Rate This Document
Findability
Accuracy
Completeness
Readability

Viewing Analysis Results

Prerequisites

An HPC cluster check task has been created and the analysis is complete.

Procedure

  1. In the System Profiler area on the left, click the name of the target analysis task.

    The node list is displayed.

  2. Click the name of the target node to view the analysis results.

    Click a node name. The Cluster Configuration tab page is displayed by default, as shown in Figure 1. Table 1 describes the parameters.

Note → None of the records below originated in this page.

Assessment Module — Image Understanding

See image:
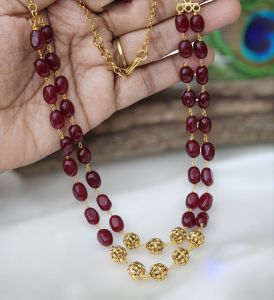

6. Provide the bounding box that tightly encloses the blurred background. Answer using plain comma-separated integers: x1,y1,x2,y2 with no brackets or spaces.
0,0,274,300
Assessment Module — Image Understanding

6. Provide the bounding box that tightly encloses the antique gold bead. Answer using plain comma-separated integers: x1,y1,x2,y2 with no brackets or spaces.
172,248,189,266
170,227,186,244
124,232,140,249
127,261,146,280
188,230,205,248
146,238,165,254
110,246,127,263
149,263,168,280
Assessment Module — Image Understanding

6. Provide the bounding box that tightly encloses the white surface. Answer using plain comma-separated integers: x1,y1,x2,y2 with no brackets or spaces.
0,146,274,300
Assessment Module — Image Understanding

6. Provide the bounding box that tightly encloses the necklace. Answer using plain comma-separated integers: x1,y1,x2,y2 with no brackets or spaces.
28,0,215,280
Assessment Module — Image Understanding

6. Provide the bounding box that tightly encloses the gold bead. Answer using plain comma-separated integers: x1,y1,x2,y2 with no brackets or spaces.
149,263,168,280
110,246,127,263
124,232,140,249
172,248,189,265
127,261,146,280
146,238,165,254
170,227,186,244
188,230,205,248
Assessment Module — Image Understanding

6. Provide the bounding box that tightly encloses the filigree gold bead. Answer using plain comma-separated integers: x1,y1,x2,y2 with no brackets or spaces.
172,248,189,266
146,238,165,254
127,261,146,280
124,232,140,249
149,263,168,280
110,246,127,263
188,230,205,248
170,227,186,244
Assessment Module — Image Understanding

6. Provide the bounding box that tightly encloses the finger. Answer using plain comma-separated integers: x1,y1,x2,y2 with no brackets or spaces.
116,48,214,110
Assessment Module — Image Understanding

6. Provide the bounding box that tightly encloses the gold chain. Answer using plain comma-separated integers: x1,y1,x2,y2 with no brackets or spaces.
75,0,158,78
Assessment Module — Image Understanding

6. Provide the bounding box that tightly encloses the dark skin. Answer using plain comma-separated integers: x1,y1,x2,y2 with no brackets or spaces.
0,0,240,172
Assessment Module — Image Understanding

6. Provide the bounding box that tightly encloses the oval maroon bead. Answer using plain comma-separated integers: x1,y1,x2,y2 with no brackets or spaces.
45,53,61,71
178,40,193,58
60,136,73,156
201,142,215,161
196,66,208,85
96,194,112,211
201,168,213,186
190,14,205,33
175,14,189,32
182,90,196,108
198,91,210,108
77,148,91,164
84,207,100,225
185,140,200,158
198,193,213,211
72,182,88,201
60,99,75,118
109,215,124,232
195,211,209,227
50,109,65,129
55,75,69,95
180,66,194,83
63,158,78,177
41,25,54,44
68,124,84,143
34,58,50,77
30,30,45,50
97,229,113,247
199,117,212,134
182,211,195,228
186,192,199,209
188,167,201,184
86,171,101,189
43,84,57,104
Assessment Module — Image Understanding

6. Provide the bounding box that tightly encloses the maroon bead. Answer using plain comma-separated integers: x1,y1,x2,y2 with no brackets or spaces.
201,142,215,161
188,167,201,184
180,66,194,83
43,84,57,104
182,90,196,108
182,211,195,228
201,168,213,186
77,148,91,164
186,192,199,209
55,75,69,95
178,40,193,58
109,215,124,232
34,58,50,77
198,193,213,211
68,124,84,143
96,194,112,211
97,229,113,247
186,116,198,133
199,117,212,134
63,158,78,177
60,136,73,156
193,41,208,59
195,211,209,227
185,140,200,158
196,66,208,85
190,14,205,32
60,99,74,118
84,207,100,225
175,14,189,32
41,25,53,44
50,109,65,129
198,92,210,108
72,182,88,201
86,171,101,189
45,53,61,71
30,30,45,50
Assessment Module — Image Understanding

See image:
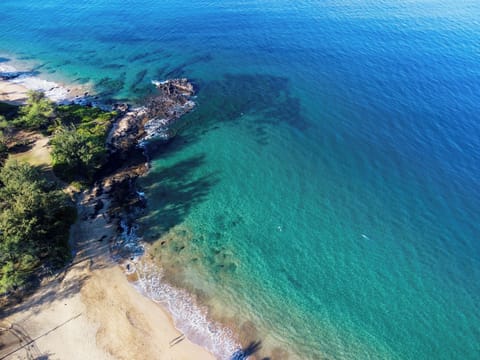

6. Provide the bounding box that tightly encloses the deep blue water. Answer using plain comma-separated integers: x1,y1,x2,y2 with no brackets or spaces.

    • You can move the mouse pointer to next to a group to view the grouping basis or click to group data as required.
    • Click Filter Node Data to view the detailed data of a node or Clear Node Filter to clear the filter conditions.
    • Parameters collected by a privileged user are marked with asterisks (*).
    Figure 1 Cluster hardware configuration (CPU)
    Table 1 Parameter description

    Parameter

    Description

    CPU

    Node IP Address

    IP address of a node in the cluster.

    Data Group

    Group to which the current node belongs.

    CPU Model

    CPU model of the node.

    Logical CPUs

    Number of logical CPUs of the node.

    Physical CPUs

    Number of physical CPUs of the node.

    Cores Per Physical CPU

    Number of cores per CPU on the node.

    Hyper-Threading

    Number of hyperthreads on the node.

    L1i cache

    L1i cache.

    L1d cache

    L1d cache.

    L2 cache

    L2 cache.

    L3 cache

    L3 cache.

    NUMA Nodes

    Number of NUMA nodes.

    Dominant Frequency

    Dominant frequency of the CPU.

    Cache Line Size

    Cache line size of the CPU.

    Vendor

    CPU vendor.

    Figure 2 Cluster hardware configuration (GPU)
    Table 2 Parameter description

    Parameter

    Description

    Node IP Address

    IP address of a node in the cluster.

    Data Group

    Group to which the current node belongs.

    CUDA Version

    CUDA version of the node.

    Driver Version

    GPU driver version of the node.

    GPUs

    Number of GPUs on the node.

    Model

    GPU model.

    SM Clock Frequency

    SM clock frequency of the GPU.

    Memory Clock Frequency

    Memory clock frequency of the GPU.

    Figure 3 Cluster hardware configuration (memory)
    Table 3 Parameter description

    Parameter

    Description

    Node IP Address

    IP address of a node in the cluster.

    Data Group

    Group to which the current node belongs.

    Total Memory Capacity

    Total memory capacity of the node.

    Page Size

    Page size of the node.

    Huge Page Size

    Huge page size of the node.

    *Vendor

    Vendor of the DIMMs on the node. The data is collected by privileged users.

    *Model

    Model of the DIMMs on the node. The data is collected by privileged users.

    *Size

    Memory capacity of the DIMMs on the node. The data is collected by privileged users.

    *Width

    Bit width of the DIMMs on the node. The data is collected by privileged users.

    *Clock Frequency

    Clock frequency of the DIMMs on the node. The data is collected by privileged users.

    *Bank Locator

    Location information of the DIMMs on the node. The data is collected by privileged users.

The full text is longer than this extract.